In 1905, records show that there were 75 volunteer workers teaching young men's classes in civil government, printing, history, gymnastics, singing and shorthand; lectures to men by university professors; boys classes in reading, history, spelling, arithmetic, drawing and gymnastics; and weekly entertainments in each of the 4 houses. Religious meetings were held on Sunday evening in each house. In addition, there were several good teams in football, baseball, basketball -- coached by Penn students. Reading and game rooms were open every evening. There were also cooking classes for mothers, kindergarten for children, and girls classes in sewing, cooking, drawing, singing, gymnastics, girls basketball teams. The settlement also had a doctor treating about 300 cases monthly; camp for young men, boys and girls.
The search for summer camp to which mothers and their little children under 10 and boys and girls of the settlement could go for two weeks stay began at Swamp Creek (Unami) in upper Montgomery County and the students followed the creek down until they reached a beautiful section of the creek for swimming and boating, an old farm house and barn and 70 acres of land. Marshall Morgan purchased and donated the property for University Camp for Boys at Green Lane, PA (70 acres.) He had been President of the General Board of the CA and chairperson of its Social Service Committee. The Green Lane Boys Camp is started for Philadelphia boys from families with modest means. The last 10 days of the camping season were given to girls.
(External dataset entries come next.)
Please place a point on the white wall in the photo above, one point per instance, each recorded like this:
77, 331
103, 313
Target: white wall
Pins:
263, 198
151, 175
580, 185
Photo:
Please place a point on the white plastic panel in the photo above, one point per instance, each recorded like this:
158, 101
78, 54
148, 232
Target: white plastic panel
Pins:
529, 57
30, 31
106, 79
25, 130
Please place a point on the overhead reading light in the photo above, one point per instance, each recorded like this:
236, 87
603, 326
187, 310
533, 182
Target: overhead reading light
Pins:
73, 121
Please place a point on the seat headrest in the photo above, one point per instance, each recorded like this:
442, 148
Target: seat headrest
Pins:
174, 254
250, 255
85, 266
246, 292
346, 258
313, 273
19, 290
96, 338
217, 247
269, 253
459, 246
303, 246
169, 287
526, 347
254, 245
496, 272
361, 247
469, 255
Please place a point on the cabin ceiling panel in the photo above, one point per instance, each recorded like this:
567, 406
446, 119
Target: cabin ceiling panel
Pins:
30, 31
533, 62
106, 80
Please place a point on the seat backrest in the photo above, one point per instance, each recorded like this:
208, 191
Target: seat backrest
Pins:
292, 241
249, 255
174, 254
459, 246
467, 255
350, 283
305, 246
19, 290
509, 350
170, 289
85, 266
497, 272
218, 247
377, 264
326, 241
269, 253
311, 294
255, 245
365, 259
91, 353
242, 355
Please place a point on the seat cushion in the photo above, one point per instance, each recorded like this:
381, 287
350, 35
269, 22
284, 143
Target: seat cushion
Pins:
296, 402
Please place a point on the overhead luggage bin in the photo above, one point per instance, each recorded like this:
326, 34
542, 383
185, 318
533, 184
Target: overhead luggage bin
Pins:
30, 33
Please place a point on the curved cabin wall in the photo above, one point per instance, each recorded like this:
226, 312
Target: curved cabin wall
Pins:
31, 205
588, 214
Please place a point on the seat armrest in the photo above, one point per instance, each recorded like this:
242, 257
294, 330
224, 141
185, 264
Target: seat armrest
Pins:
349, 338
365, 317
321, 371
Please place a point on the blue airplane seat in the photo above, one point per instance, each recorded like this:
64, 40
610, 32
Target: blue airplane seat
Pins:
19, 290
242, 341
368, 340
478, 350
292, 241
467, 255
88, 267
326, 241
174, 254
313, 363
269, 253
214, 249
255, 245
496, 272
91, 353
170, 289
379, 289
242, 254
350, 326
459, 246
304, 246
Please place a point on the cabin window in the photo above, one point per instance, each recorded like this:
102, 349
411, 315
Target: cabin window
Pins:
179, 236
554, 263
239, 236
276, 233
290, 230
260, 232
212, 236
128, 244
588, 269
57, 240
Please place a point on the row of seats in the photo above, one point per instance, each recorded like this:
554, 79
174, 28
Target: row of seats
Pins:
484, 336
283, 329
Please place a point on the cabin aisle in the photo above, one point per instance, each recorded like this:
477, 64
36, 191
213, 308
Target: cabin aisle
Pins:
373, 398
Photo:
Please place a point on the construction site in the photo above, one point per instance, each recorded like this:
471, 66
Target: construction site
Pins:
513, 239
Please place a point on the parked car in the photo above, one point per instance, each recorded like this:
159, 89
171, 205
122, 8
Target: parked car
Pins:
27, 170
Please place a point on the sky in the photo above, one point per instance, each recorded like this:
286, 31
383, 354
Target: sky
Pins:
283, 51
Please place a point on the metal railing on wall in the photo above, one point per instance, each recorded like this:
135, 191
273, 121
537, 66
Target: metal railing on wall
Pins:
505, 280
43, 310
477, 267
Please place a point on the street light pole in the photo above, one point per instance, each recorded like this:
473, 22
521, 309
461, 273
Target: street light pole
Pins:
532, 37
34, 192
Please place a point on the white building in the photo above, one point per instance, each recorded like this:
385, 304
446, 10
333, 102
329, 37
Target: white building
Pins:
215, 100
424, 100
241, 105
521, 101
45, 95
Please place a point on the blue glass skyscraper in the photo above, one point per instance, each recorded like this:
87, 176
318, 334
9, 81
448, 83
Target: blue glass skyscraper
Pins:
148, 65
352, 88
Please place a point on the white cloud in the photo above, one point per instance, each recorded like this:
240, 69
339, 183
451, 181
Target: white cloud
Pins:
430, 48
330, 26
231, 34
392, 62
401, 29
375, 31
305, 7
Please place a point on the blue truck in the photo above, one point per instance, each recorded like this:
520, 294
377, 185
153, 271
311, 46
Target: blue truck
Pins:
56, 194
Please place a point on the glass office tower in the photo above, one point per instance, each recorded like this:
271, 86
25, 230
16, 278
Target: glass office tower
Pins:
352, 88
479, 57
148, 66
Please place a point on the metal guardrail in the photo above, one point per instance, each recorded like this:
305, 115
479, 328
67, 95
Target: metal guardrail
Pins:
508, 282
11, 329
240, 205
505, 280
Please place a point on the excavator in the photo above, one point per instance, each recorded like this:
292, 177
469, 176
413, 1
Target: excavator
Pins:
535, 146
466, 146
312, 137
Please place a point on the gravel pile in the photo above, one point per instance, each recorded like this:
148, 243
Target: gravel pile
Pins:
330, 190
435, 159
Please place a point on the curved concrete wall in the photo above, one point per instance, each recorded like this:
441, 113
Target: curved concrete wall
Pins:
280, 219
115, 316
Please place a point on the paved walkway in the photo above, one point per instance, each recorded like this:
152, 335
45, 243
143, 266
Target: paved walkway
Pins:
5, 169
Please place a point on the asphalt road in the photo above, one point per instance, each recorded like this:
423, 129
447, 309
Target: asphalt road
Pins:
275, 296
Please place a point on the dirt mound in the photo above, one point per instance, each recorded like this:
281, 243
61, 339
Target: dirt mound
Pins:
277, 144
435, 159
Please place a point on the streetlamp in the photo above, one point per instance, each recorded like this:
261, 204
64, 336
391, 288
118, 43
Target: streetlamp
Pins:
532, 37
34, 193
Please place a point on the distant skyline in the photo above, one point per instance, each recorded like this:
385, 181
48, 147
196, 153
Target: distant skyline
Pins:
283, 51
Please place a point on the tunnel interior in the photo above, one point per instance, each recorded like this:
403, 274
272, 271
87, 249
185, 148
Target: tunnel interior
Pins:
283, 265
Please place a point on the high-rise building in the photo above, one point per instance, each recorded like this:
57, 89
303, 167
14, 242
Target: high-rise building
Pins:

Each summer, nearly 800 boys between the ages of 10 and 14 are accommodated during the camping season. Outing for mothers with children under 10 were provided at Oxmead Farm in Burlington NJ.
In 1925 Green Lane Girls camp was established, sharing the University Camp for Boys. Dr. Edward Sibley donated 150 acres of his estate for a separate Green Lane Girls’ camp in memory of his 12-year-old daughter. The camps were required to maintain as close as possible to a 50/50 white/non-white ratio, and had Penn students serve as counselors during the summer. Both programs--the settlement houses and the camps--flourished from the late 1920s through the late 1950s, when Dana G. How was the CA Director. In 1963, the camps and settlement houses were separated from the CA and placed under control of the Diversified Community Services (DCS).